On peanut butter, scan the ingredient list. Peanuts and salt is the simple pick. If a jar lists sugar or palm oil, expect a nudge in calories and saturated fat. For raisins, a level tablespoon goes a long way; heaping spoons raise sugar fast.

Two Helpful References

For raw numbers you can plug into meal plans, the peanut butter nutrition tables show calories, fat, protein, and sodium per spoonful, while the USDA’s SNAP-Ed page lists celery stalk calories with quick produce facts. Use both to tailor portions to your day.

Per Stick With Different Spreads

Same celery and raisins; only the spread changes. Numbers reflect one large celery piece with one tablespoon spread plus one tablespoon raisins.
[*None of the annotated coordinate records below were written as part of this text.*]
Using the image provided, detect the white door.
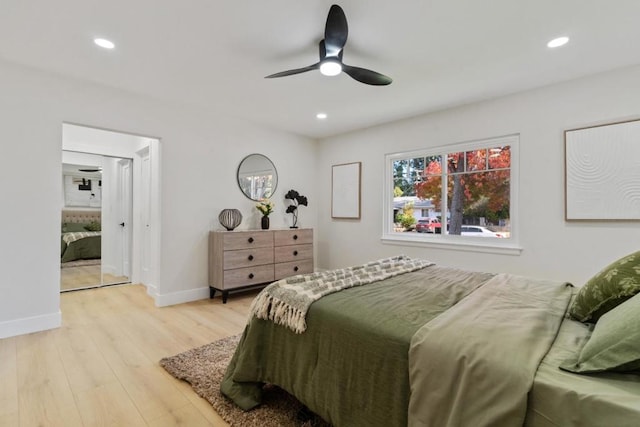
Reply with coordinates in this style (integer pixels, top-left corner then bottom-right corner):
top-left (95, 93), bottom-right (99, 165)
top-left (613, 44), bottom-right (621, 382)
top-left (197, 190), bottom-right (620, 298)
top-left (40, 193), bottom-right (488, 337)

Spread Approx. Calories Notes
Peanut Butter ~130–135 ~4 g protein; ~8 g fat; familiar taste
Almond Butter ~135–140 similar protein; often lower sodium; more vitamin E
Sunflower Butter ~140–145 peanut-free; check labels for added sugar

Make-Ahead, Storage, And Food Safety

Prep Ahead

Cut celery and store in water in the fridge for up to three days. Pat dry before adding peanut butter so the spread grips the groove.

Pack For School Or Work

Fill just before leaving to keep the celery snappy. If packing early, keep raisins in a small container and add right before eating to preserve crunch.

Allergy And Cross-Contact

In peanut-free settings, switch to seed butter and check dried fruit labels for shared lines. Keep utensils dedicated if allergies are present at home.

Portion Math At A Glance

Start with the large celery piece at ~9 calories and ~1 g fiber. Add peanut butter at ~94 calories per tablespoon with ~3.5 g protein and ~8 g fat. Add raisins at ~27–30 calories per tablespoon with ~7–8 g carbs and ~6 g sugar. Multiply or divide by spoon size as needed. Two sticks? Double everything. Hosting? Pre-cut celery, use a measuring spoon, and set raisins in a small bowl so guests top their own.

Why This Snack Works

You get a mix of macronutrients: carbs from fruit, fat from the spread, a few grams of protein, plus water and fiber from celery. That combo helps hold you between meals and cuts random grazing later. It travels well and needs no reheating, which keeps it in the regular rotation.

Quick Prep Workflow

  1. Wash and dry celery; trim ends and peel any tough outer strings.
  2. Spread a level tablespoon of peanut butter down the groove.
  3. Dot a level tablespoon of raisins across the surface.

That’s it. You get a snack that hits taste, texture, and staying power without a sink full of dishes.